Por John M. Ackerman
La fallida Cumbre de las Américas confirma el colapso de la hegemonía política mundial de Estados Unidos. En el contexto de la guerra en Ucrania y el fortalecimiento del poderío internacional de China, Washington busca consolidar su influencia y control sobre la región latinoamericana como su base territorial
para las cada vez más intensas luchas geopolíticas que se avecinan.
Pero le salió el tiro por la culata a Joe Biden. El digno papel de México, Argentina y Bolivia echó abajo la narrativa del supuesto imperio benevolente
que quieren vender los estadunidenses. Y la mezquindad de los raquíticos compromisos
de Washington respecto de los temas de migración y desarrollo regional terminaron por evidenciar la total incapacidad de Estados Unidos para entender la compleja realidad latinoamericana.
Las intenciones de Biden fueron transparentes desde el inicio. Con la imposición de una sede estadunidense para el encuentro, en Los Ángeles, quedó claro que esta cumbre no era para construir una unidad horizontal y democrática en la región, sino para intentar reafirmar el liderazgo
de Washington en el continente.
Y con la exclusión de las delegaciones de Cuba, Venezuela y Nicaragua, el Pentágono quiso remarcar su poder de intervenir en los asuntos internos de los países latinoamericanos. Esta decisión evidentemente no tiene relación con asuntos de democracia
o libertades
, sino que respondió única y exclusivamente al hecho de que los gobiernos de estos países se niegan a ser cómplices de los juegos geopolíticos de Washington.
La buena noticia es que el fin del comando único estadunidense sobre la geopolítica mundial genera un contexto sumamente favorable para la defensa y la articulación de la soberanía política de los pueblos del sur. La versión neoliberal de la democracia
promovida por Washington, desde el fin de la Segunda Guerra Mundial hasta la fecha, ha hecho enorme daño a la humanidad al confundir el poder del pueblo
con un simple arreglo institucional de pesos y contrapesos que termina por excluir la verdadera participación de los ciudadanos en los asuntos públicos.
La igualdad ante la ley
que promueve la democracia neoliberal es aquella que señalaba Anatole France que prohíbe, tanto al rico como al pobre, dormir bajo los puentes, mendigar en las calles y robar pan
. Y la participación
que celebra este esquema es la de Joseph Schumpeter, donde los ciudadanos se limitan a elegir entre candidatos como si trataran de marcas de refresco o de jabón en un supermercado.
Ni Rusia ni China ofrecen un esquema político alternativo más democrático o liberador que la versión neoliberal estadunidense, desde luego. No se trata de que los pueblos latinoamericanos remplacen un esquema imperial por otro, que elijan a un nuevo amo y señor. Sin embargo, es indiscutible que el nuevo contexto multipolar ofrece una importante oportunidad histórica para que las profundas tradiciones de democracia participativa y praxis transformadora que ya existen en América Latina puedan expresarse de manera más plena y robusta.

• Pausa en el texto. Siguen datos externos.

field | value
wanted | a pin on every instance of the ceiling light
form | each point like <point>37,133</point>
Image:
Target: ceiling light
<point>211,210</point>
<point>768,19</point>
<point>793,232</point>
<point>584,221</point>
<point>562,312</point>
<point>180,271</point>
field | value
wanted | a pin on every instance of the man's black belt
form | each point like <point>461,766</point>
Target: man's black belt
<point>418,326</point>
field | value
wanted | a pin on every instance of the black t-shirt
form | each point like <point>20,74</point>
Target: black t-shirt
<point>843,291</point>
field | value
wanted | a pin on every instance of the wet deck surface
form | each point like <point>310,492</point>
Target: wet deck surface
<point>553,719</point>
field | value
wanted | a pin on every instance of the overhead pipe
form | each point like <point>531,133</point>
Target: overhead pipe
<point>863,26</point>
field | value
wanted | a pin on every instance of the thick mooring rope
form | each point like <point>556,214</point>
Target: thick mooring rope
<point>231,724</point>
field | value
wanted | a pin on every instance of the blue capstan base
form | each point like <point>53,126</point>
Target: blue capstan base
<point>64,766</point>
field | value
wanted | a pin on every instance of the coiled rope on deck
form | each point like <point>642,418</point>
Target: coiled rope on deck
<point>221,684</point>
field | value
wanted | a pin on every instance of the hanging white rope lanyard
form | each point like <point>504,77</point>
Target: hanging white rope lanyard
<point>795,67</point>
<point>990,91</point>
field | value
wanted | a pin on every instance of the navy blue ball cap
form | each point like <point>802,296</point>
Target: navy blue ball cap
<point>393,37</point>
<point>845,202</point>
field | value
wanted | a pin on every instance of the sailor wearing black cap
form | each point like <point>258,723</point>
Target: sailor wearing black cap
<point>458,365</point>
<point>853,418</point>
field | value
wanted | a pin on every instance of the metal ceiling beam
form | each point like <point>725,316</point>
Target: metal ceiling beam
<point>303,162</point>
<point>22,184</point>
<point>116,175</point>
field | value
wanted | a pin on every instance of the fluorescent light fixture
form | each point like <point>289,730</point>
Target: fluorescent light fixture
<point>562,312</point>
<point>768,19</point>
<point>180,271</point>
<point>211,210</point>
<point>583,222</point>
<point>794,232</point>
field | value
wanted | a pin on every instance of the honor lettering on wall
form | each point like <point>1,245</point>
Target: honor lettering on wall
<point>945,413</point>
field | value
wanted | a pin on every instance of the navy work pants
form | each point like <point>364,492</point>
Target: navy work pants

A principios de la década de 1990, la violenta entrada del capitalismo neoliberal en los países del viejo bloque soviético arrasó con prácticas milenarias de solidaridad y de organización social en aquella región del mundo. Ahora, como un espejo invertido de aquel proceso, el debilitamiento de la vieja hegemonía neoliberal sobre América Latina, el antiguo patio trasero
de Estados Unidos, hoy abre la puerta para la liberación de nuevas energías de participación popular y acción social en toda la región.
Tal como tuvimos la fortuna de dialogar en días recientes con Boaventura de Sousa Santos, Juan Carlos Monedero, Manuela D’Ávila y Gabriela Montaño, entre otros, todos distinguidos invitados a la novena Conferencia Internacional del Consejo Latinoamericano de Ciencias Sociales (Clacso) celebrado en la UNAM la semana pasada, América Latina hoy tiene la oportunidad de colocarse a la vanguardia en la lucha global por la democratización de la esfera pública. Los pueblos latinoamericanos, con su pensamiento siempre ecléctico y sincrético, así como su constante acción revolucionaria y transformadora, podrían llegar a jugar un papel similar al que en su momento tuvieron los revolucionarios estadunidenses y europeos a finales del siglo XVIII. Debemos aprovechar este crucial momento histórico para juntos construir un nuevo modelo de organización política y social que sea útil para el mundo entero.
La humanidad se encuentra en un punto de inflexión histórica similar al que se vivió después de la Gran Depresión de 1929, en que el colapso del viejo esquema liberal dio pie, por un lado, al fascismo y, por otro, al Estado de bienestar y nuevos procesos de transformación social. Si no actuamos de manera firme y decidida desde América Latina para construir una nueva praxis democrática posneoliberal, el desenlace de la coyuntura actual podría ser trágico y profundamente destructivo no solamente para los pueblos de la región sino también para el planeta entero.